D’Artagnan vit bien qu’il ne tirerait rien de Bazin ; il était évident que Bazin mentait, mais il mentait avec tant d’ardeur et de fermeté, qu’on pouvait deviner facilement qu’il ne reviendrait pas sur son mensonge.

— C’est bien, Bazin, dit d’Artagnan ; puisque vous ignorez où demeure votre maître, n’en parlons plus, quittons-nous bons amis, et prenez cette demi-pistole pour boire à ma santé.

— Je ne bois pas, Monsieur, dit Bazin en repoussant majestueusement la main de l’officier ; c’est bon pour des laïques !

— Incorruptible ! murmura d’Artagnan. En vérité, je joue de malheur !…
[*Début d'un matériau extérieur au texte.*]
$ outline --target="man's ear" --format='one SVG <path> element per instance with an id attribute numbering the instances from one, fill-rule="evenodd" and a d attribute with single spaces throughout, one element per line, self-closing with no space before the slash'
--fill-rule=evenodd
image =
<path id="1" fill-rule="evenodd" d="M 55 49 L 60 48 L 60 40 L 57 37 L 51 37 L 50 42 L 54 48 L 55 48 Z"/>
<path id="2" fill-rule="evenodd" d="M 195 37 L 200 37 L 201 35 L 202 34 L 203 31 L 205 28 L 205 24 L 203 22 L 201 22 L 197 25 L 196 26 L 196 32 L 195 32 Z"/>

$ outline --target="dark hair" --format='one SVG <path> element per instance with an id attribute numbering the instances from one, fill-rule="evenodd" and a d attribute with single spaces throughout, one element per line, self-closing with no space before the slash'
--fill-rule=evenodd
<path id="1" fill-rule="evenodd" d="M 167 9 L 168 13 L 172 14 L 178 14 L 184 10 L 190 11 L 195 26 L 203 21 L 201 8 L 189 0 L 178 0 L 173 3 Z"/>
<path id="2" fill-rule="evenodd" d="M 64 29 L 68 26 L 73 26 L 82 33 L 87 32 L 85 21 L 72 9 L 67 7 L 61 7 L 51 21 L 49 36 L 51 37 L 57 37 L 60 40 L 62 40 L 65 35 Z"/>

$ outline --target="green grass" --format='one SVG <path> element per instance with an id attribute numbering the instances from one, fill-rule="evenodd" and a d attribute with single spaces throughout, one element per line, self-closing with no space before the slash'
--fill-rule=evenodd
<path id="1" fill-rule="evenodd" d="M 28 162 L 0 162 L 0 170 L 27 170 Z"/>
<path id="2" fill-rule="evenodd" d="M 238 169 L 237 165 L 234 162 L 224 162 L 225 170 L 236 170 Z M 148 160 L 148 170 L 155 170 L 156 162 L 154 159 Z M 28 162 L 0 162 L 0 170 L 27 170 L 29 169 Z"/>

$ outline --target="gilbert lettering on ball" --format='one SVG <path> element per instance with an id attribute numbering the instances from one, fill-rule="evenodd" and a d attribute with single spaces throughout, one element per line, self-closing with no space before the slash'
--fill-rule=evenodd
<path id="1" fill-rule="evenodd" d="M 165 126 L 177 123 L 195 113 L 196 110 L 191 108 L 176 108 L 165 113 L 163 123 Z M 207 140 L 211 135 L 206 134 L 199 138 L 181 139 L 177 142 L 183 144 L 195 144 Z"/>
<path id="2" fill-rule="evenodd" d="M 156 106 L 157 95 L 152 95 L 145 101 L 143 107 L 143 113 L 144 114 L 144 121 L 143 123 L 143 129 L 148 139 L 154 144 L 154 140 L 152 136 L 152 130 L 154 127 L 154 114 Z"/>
Et comme d’Artagnan, distrait par ses réflexions, avait lâché la robe de Bazin, Bazin profita de la liberté pour battre vivement en retraite vers la sacristie, dans laquelle il ne se crut encore en sûreté qu’après avoir fermé la porte derrière lui.

D’Artagnan restait immobile, pensif et les yeux fixés sur la porte qui avait mis une barrière entre lui et Bazin, lorsqu’il sentit qu’on lui touchait légèrement l’épaule du bout du doigt.

Il se retourna et allait pousser une exclamation de surprise, lorsque celui qui l’avait touché du bout du doigt ramena ce doigt sur ses lèvres, en signe de silence.

— Vous ici, mon cher Rochefort ! dit-il à demi-voix.

— Chut ! dit Rochefort. Saviez-vous que j’étais libre ?

— Je l’ai su de première main.

— Et par qui ?

— Par Planchet.

— Comment, par Planchet !

— Sans doute ; C’est lui qui vous a sauvé.

— Planchet ?… En effet, j’avais cru le reconnaître. Voilà ce qui prouve, mon cher, qu’un bienfait n’est jamais perdu.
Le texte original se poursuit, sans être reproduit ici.